Cisco to focus on service provider market

Cisco Systems officials have laid out plans for increased development and sales of networking gear to the service provider market, despite a dramatic downturn in recent quarters of capital spending by carriers.

Cisco CEO John Chambers told 350 analysts and reporters at its annual conference that he hopes to see Cisco's 3 per cent share of carrier capital spending rise in coming months. "That [3 per cent share] is disappointing to me," he said. "I will focus first on can we take that 3 per cent above that . . . can we take [it] to be 6 per cent or beyond."

One issue Cisco must address is "earning the confidence" of operations personnel inside the carriers by developing products that offer the features they need, he said.

Charlie Giancarlo, senior vice president for product development at Cisco, said the company estimates it will spend US$10 billion in the next five years in research and development and related costs for products for service providers. He outlined an involved strategy for more than a dozen service provider product groups as well, from edge to core routers and more.

In a separate announcement, Cisco made four technology announcements of enhancements to current products sold to carriers. They include enhancements to broadband cable routers, upgrades in management tools to assist network operation centre managers, increases in throughput in the multi-service provisioning platform and IP-based services for voice carrier-grade gear.

The improvements were described as "additional proof points in support of our ongoing commitment to the service provider market," the company said in a written statement.

Cisco officials said the emphasis on service providers was not meant to diminish Cisco's focus on its traditional base of enterprise customers.

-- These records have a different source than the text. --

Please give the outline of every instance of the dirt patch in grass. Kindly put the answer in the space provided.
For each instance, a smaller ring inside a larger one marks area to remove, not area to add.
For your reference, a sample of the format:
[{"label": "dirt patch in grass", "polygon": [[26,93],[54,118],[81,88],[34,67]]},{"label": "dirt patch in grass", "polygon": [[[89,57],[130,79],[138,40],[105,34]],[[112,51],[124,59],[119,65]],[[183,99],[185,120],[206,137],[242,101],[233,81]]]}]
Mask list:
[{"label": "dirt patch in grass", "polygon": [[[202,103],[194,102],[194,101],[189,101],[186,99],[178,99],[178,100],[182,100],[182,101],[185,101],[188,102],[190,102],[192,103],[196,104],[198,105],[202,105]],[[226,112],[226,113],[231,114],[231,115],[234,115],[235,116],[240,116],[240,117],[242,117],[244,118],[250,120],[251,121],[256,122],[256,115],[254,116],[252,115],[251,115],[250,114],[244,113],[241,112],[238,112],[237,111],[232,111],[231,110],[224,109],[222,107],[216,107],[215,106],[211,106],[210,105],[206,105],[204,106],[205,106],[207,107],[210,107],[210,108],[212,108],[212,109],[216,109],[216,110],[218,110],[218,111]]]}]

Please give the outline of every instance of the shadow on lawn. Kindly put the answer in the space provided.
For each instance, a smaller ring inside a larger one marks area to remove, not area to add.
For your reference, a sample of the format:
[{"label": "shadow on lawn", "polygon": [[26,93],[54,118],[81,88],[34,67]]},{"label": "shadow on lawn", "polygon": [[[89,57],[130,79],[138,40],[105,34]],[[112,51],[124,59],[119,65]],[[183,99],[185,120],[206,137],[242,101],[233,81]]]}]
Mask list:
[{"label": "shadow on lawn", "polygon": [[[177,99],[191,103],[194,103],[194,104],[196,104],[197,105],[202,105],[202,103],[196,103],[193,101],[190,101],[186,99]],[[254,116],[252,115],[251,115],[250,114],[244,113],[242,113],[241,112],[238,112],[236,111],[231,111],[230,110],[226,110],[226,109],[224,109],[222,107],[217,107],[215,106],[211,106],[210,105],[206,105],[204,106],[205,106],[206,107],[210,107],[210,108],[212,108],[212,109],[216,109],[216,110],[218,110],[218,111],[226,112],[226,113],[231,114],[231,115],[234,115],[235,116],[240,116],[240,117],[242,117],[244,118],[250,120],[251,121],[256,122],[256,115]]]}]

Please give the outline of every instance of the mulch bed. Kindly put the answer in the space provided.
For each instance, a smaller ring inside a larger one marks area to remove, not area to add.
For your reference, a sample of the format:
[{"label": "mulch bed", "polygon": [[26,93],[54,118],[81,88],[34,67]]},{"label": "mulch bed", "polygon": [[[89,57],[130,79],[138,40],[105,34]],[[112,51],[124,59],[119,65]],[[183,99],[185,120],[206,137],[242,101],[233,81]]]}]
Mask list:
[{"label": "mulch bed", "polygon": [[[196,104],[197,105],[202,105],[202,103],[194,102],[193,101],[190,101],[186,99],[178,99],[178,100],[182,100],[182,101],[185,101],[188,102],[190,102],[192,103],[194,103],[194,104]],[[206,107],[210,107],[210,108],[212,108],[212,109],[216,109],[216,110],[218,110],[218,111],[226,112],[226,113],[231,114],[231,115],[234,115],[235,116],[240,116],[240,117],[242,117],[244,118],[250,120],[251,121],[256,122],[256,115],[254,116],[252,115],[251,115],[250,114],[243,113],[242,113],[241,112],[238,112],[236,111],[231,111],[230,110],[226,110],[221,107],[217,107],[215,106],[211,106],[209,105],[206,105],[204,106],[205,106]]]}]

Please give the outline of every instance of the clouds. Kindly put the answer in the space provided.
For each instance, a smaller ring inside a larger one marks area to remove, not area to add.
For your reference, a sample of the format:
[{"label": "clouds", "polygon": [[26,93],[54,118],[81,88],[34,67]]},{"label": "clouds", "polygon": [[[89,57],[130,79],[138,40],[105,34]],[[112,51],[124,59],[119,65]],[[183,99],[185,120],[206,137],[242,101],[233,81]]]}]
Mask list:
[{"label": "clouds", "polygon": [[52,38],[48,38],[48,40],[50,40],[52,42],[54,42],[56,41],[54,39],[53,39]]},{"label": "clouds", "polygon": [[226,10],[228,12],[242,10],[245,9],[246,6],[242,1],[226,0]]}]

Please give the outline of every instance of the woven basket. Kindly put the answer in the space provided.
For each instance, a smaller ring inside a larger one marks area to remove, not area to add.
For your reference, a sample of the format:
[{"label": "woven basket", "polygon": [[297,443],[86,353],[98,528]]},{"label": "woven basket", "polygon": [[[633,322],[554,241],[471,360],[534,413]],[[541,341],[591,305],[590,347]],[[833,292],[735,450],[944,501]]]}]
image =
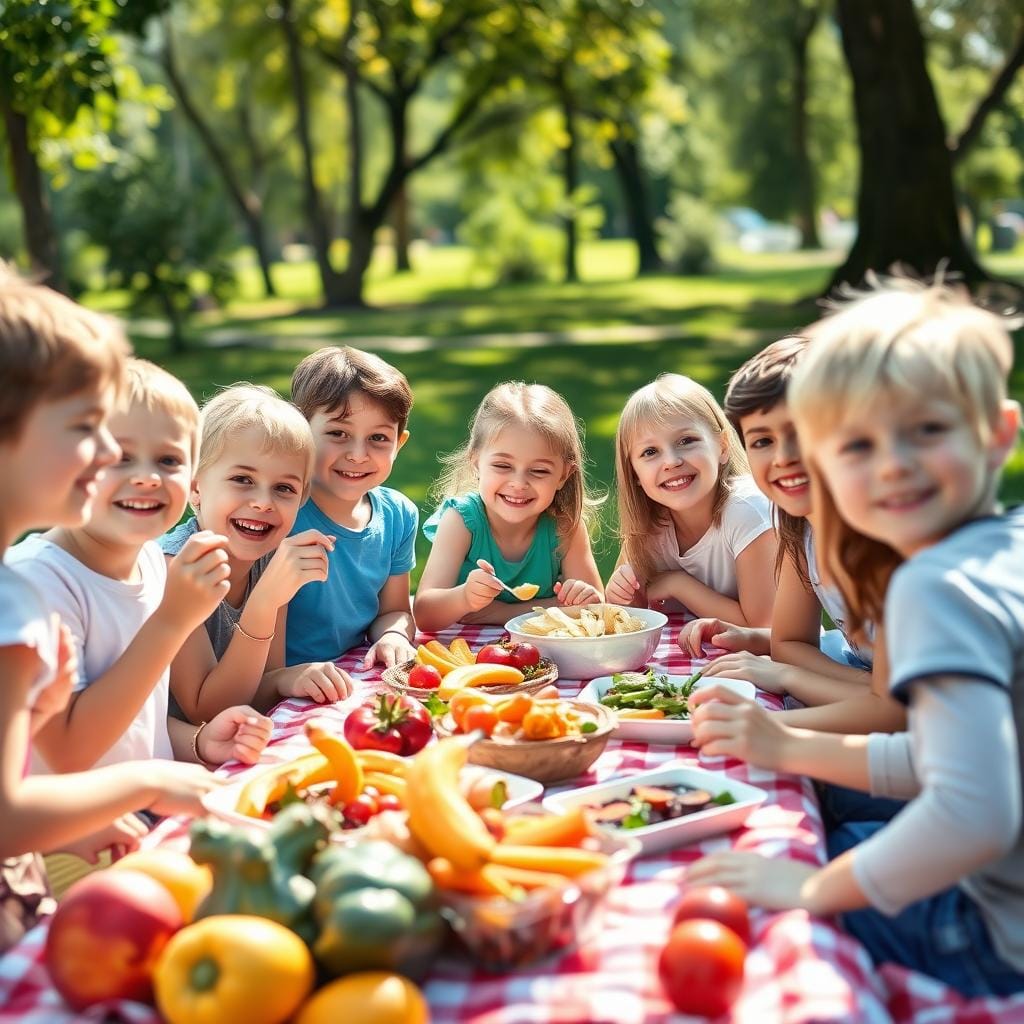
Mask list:
[{"label": "woven basket", "polygon": [[[403,662],[401,665],[392,665],[390,669],[385,669],[381,673],[381,682],[392,693],[408,693],[411,697],[416,697],[418,700],[426,700],[431,693],[436,693],[437,691],[426,690],[422,686],[409,685],[409,673],[412,671],[414,665],[416,665],[416,658]],[[498,694],[536,693],[538,690],[544,689],[545,686],[550,686],[558,679],[558,666],[554,662],[542,657],[541,666],[547,666],[548,671],[540,676],[535,676],[528,681],[506,683],[501,686],[481,686],[480,689],[485,693]]]},{"label": "woven basket", "polygon": [[[604,752],[617,719],[614,712],[603,705],[582,700],[565,702],[593,718],[597,731],[558,739],[480,739],[469,749],[470,763],[525,775],[544,783],[582,775]],[[434,731],[440,736],[451,736],[455,732],[452,716],[435,718]]]}]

"The service provider market is an open-ended opportunity, but that absolutely doesn't mean we back off our commitment to enterprise customers," said Mike Volpi, senior vice president of the routing technology group. Part of the strong emphasis on the service provider market is because some analysts had wondered whether Cisco would abandon the market because of the economic downturn, he said.

Chambers, in fact, said he feels there will be financial problems among service providers for two more quarters, and it could be six more quarters before any major expansion in enterprise buying.

Given the potential technologies service providers will want to buy, Cisco is making the "right move" by embracing the market, said Thomas Mendel, an analyst at Giga Information Group. "It is very courageous for Cisco to say this," given problems that service providers face. "It is a major change in direction over a year ago."

A key to future buying trends by service providers will be routers that converge IP voice, video and data, Cisco officials said.

Mendel said the company's renewed focus on service providers can be a plus for enterprises, which can benefit from the innovations Cisco develops in coming years. He noted that Chambers told analysts that Cisco might even partner with Intel to develop specialised chips for routers and other networking gear.

And Mendel said that over the long term, IT managers will need to become "service brokers" - meaning they function much more like service providers, buying technologies and selling them to end users within their organisations.

"Cisco is in the investment phase with the service provider market," said analyst Vijay Bhagavath at Forrester Research. "Other companies such as Lucent and Nortel have been devastated . . . With the other vendors hurting, Cisco is saying, 'Let's build market share'."